Какие-то героических чувств я не испытывал. Просто моя последняя надежда на встречу с Эммой потерпела крах.
Тори осторожно положила голову мне на плечо – по телу разлилось приятное тепло, я воспрял духом. Медики грузили Глэдис, по прежнему без сознания на каталку.
- Ты можешь отвлечь патера?
- А…могу, - она кивнула. – Но куда ты? Что..
- Спасибо.
Я чмокнул ее в щеку и ринулся прочь. Без законного представителя семьи патер Захария вполне мог воцариться в доме и выгнать меня взашей. Я, впрочем, и сам не собирался задерживаться.
Комнатой Эммы оказалась самая дальняя по коридору – в мансарде. Я осторожно повернул ручку, не в силах побороть до конца чувство вины. Все-таки это было чужое пространство, инородный мир, куда меня уж точно не приглашали. Комната может сказать очень многое, как и одежда, как и друзья – это в некотором роде отражение нас, искаженный и сморщенный автопортрет.
Единственное окно было занавешено и меня поглотила темень, стоило прикрыть за собой дверь. Я долго безуспешно шарил в поисках выключателя, но так и не найдя его, включил высокий торшер у кровати. Тяжелые длинные тени исчерчивали пересекали полоски желтого света, исчерчивая комнату в причудливые узоры. Меня встретил привычный беспорядок – разбросанная одежда, полностью скрытые под слоем готических плакатов стены, с потолка свешивалась разбитая люстра, индейские ловушки для снов и прочая мишура. Заодно стало ясно, что искать выключатель бессмысленно. Я осторожно начал поиски, плохо понимая, что именно ищу. Залез в одежный шкаф – в таком действительно можно было спрятать целый труп: множество отделений, ящиков, полок и вешалок. Но сейчас он зиял пустотой: большая часть одежды грудой валялась внизу, под вешалками – видно было, что собиралась девушка в спешке, не слишком волнуясь, что именно берет с собой. Я испытал некоторое отвращение, роясь в шкафу, но сумел себя перебороть – может быть, во мне просыпался настоящий сыщик?
Прошелся по ящикам письменного стола – рисовальные принадлежности, все испачканные и запылившиеся, лежали вперемешку с учебниками, конспектами, клочками ткани. Пару раз я больно укололся булавками, словно нарочно оставленными в самих неподходящих местах. Проверил ящик для кассет и дисков под магнитофоном, даже сунул руку за книжные полки.
Ничего.
Однако я точно знал, что-то должно быть. Даже самые изощренные преступники всегда забывают стереть какие-то следы, поэтому не бывает идеальных преступлений.
Я сдернул с кровати покрывало – кстати, а почему у такой неряхи так аккуратно застеленная кровать? Я прощупал подушки, сдернул простынь. Залез под кровать с головой и с трудом отодвинул ее полностью от стены. На полу скопилось такое количество пыли, что у меня начался неудержимый чих. Я скинул матрас и как следует по нему потоптался. Выдвинул ящик для постельного белья – там валялись засохшие огрызки и воняло плесневелым хлебом.
Меня начало тошнить.
Я прошелся по полу, простукивая его пяткой – время нестерпимо убегало, в любой момент мог заявиться патер Захария и задать весьма неприятные вопросы. Конечно, я мог пригрозить, что сдам его полиции, потому что еще вопрос кто напоил Глэдис до бесчувствия и совершенно ясно, кто поджидал внизу под окнами, пока она окочурится. Но все это может задержать меня в Мелахе…

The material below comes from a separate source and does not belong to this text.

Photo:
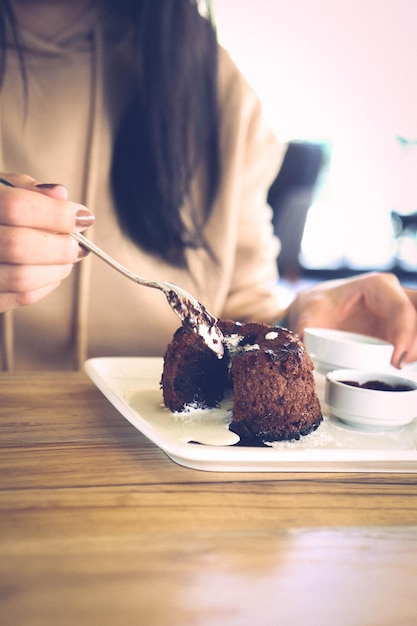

Лучше просто отправить Тонину письмо.
С досады я пнул пару вещей, оказавшихся на моем пути – стул, сломанную гитару. Потом рывком поставил кровать на бок.
В днище было секретное отделение, я даже нашел скважину для ключа. Едва заметную, расположенную впритык с креплением ножек. Выбора не было, взламывать замки я не умел, поэтому начал ломать. Ударов ногой оказалось недостаточно и в ход пошла та самая гитара.
Когда я поднял голову, то увидел Викторию, которая стояла в дверях смотрела на меня с выражением ужаса на лице.
- Что… что ты делаешь?
- Где патер?
- Уехал на скорой. Что ты…
- Сейчас… - я нанес последний удар и в днище появилась широченная трещина.
Сунув туда руку, я вытащил плотный полиэтиленовый пакет. Ощупал его.